Just a general question really on your thoughts around the oil price and how that's impacting your view on the economy. Clearly, the COVID stuff hopefully is temporary. But I wonder if you're thinking and part of your caution here is linked to perhaps more permanent dislocation from the oil price. Or do you see the 2 things as linked?
Yes, Blair, you're absolutely right. Of course, we see a double hit in Norway these days, both due to the COVID-19 situation and the very low oil price. And it's the combination of these 2 scenarios unfolding we have looked into when we have done the reservation we have done.But I also want to say that, of course, Storebrand, when we look at our investments, really has been in forefront of this situation like we did when we announced our fourth quarter result by saying that all our investments in the Swedish business already was fossil-free. And due to our sustainability investments, we have a very strong portfolio towards also such a situation.

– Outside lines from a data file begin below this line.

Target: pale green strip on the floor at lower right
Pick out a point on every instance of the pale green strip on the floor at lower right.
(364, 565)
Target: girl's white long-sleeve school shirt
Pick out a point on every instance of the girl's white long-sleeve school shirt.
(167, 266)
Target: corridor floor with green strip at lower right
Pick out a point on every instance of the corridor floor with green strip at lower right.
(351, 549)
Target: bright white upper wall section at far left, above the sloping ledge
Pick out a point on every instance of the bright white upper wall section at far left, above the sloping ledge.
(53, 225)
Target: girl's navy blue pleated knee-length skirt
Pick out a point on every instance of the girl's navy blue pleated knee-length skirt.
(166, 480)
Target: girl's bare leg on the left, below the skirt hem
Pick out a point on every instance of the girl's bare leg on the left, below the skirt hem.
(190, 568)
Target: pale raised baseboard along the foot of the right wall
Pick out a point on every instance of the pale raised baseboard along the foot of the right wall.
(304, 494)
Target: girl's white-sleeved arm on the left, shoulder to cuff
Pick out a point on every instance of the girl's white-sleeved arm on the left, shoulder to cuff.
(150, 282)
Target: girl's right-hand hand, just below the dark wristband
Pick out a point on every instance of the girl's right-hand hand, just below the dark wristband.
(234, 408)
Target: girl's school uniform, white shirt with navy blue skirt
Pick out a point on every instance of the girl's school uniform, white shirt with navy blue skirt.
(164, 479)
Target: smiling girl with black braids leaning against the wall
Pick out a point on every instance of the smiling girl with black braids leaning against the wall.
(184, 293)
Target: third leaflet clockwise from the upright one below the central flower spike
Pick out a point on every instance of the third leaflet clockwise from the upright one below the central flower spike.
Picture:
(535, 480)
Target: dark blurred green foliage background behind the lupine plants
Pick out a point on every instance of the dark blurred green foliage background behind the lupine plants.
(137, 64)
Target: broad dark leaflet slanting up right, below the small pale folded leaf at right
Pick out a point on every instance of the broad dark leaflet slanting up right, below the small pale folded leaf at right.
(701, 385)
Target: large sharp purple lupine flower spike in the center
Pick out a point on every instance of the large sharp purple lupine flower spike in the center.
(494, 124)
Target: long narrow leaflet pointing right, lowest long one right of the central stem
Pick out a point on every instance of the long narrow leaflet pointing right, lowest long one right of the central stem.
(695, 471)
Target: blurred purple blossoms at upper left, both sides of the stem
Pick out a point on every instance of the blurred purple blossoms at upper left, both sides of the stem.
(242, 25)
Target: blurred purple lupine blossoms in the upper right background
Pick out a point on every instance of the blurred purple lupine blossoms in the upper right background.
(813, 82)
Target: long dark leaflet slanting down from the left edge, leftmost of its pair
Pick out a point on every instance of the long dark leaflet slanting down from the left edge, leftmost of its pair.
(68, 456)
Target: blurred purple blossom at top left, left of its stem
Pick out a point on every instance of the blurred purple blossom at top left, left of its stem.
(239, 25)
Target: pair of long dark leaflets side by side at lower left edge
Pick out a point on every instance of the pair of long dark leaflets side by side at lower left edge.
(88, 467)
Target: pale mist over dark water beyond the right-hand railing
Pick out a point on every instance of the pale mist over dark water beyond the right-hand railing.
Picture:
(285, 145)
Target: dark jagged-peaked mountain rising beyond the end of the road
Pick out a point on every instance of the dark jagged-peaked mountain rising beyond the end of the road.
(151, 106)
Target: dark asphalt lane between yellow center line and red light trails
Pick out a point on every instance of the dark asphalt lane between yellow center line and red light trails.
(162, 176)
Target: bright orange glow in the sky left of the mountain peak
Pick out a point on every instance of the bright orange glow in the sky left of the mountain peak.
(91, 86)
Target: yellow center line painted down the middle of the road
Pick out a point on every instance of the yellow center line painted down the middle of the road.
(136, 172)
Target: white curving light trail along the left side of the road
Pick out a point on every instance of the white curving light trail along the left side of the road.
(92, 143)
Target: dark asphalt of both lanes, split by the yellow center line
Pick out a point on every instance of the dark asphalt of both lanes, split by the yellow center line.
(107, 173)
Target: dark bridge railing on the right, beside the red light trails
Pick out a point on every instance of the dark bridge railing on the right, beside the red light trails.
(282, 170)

And I guess I could add that the last significant oil price fall a few years ago, we saw a change in the work market on the Southwestern Coast of Norway and we saw layoffs, but we also saw new businesses growing up. So currently, we see some of the -- we've already been through one oil crisis, if you want, in terms of price fall and a change and reallocation of work resources, and particularly on the Southwestern Coast of Norway.

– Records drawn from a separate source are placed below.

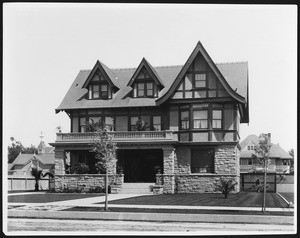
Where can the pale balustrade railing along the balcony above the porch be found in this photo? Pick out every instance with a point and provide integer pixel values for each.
(119, 136)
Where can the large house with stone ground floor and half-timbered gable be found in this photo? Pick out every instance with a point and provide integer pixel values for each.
(192, 111)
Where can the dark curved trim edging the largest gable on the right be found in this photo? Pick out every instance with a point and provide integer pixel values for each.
(200, 49)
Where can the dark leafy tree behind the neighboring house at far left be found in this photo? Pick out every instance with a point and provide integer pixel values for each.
(16, 148)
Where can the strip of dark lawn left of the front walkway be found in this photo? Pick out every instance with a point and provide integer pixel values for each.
(49, 197)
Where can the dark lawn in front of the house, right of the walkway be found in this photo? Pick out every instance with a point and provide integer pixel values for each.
(242, 199)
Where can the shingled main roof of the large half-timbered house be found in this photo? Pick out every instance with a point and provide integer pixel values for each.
(233, 75)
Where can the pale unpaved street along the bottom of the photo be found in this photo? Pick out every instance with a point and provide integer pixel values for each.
(51, 225)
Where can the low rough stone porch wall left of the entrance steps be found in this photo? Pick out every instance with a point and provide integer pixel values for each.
(85, 181)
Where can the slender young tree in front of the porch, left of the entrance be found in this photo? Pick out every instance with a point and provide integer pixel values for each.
(104, 148)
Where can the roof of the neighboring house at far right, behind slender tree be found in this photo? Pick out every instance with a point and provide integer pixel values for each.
(275, 150)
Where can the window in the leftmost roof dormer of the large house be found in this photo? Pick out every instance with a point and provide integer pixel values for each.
(99, 88)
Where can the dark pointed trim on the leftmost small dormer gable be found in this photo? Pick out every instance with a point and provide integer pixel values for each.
(102, 68)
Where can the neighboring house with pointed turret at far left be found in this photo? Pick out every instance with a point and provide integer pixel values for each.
(23, 164)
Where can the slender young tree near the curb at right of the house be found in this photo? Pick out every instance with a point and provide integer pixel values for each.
(262, 156)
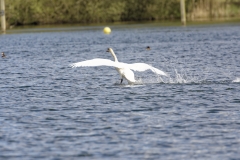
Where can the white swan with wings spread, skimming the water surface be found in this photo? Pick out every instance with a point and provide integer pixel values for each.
(123, 69)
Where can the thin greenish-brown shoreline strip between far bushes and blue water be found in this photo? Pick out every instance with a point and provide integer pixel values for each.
(123, 25)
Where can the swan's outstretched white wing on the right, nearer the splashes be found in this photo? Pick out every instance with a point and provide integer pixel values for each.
(140, 67)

[Operator Instructions] The next question comes from Peter Eliot from Kepler Cheuvreux.
Just one follow-up for me and just still on the insurance division. Obviously, you reported very strong premium growth. I'm just wondering if you could split that out actually into sort of volumes and price increases and -- just to give us an idea whether all those price increases are sticking. Yes, I just wonder if you can give us any more color on the -- let's just say that premium growth, that would be very helpful.

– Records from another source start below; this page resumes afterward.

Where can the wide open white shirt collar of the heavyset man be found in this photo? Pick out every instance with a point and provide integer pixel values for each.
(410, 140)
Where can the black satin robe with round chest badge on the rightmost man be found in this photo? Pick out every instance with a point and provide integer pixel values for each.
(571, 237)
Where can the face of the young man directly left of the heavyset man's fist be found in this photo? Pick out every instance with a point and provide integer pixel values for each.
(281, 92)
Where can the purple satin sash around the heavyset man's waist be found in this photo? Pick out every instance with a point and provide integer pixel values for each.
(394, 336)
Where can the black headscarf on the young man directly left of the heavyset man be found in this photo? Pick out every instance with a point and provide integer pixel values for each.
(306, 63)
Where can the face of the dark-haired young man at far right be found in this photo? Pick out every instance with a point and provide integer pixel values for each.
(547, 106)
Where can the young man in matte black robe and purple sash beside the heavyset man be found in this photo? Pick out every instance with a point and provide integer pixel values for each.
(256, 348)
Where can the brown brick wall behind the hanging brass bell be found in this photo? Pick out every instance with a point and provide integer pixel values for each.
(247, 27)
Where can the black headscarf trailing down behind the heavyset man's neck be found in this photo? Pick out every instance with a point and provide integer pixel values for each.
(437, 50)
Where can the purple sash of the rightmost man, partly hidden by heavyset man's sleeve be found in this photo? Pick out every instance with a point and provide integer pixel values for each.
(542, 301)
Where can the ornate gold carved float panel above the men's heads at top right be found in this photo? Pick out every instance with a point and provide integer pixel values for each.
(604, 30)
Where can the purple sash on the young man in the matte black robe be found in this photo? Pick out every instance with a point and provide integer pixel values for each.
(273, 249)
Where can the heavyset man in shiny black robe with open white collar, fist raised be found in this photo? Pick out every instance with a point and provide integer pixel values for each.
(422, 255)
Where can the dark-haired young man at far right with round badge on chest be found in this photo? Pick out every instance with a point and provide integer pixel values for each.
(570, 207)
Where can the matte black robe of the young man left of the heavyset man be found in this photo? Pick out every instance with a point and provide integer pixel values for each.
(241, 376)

It's mostly new sales, the price increases. There are some price increases on an ongoing basis, but most of the price increases that we talked about are going to come for -- in the next 6 to 9 months.
And in addition, Peter, if you look at the different lines of business, you will see that in P&C and individual life, the growth is coming mostly from new sales, whilst in the health and group pipeline, it's more of a mix where we did some price increases, as Lars has mentioned earlier, at the beginning of the year.
Yes. I guess it's just -- I mean it's a very big increase in the health insurance line. And as you say, there wasn't that much time in the quarter to sort of get price increases through. So -- and I'm just wondering if there is a big increase in business...
Just a quick comment on that on -- we have strong growth in health insurance in isolation. That lines grows strongly. I think it's roughly 17% growth in premiums in that line for our own account. And then in the group life segment, we also talked about that on Q4, that we did implement price changes. And in that line, price changes is the majority of the growth, but we also flagged that, that might be necessary with further price changes, as Lars alluded to in his presentation.
There is no further questions coming through the phone. So I will hand the call over to you again. Thank you.
Ladies and gentlemen, as there are no questions from the webcast either, I'd like to take this opportunity to thank you very much for listening in. Stay well and healthy, and have a nice day.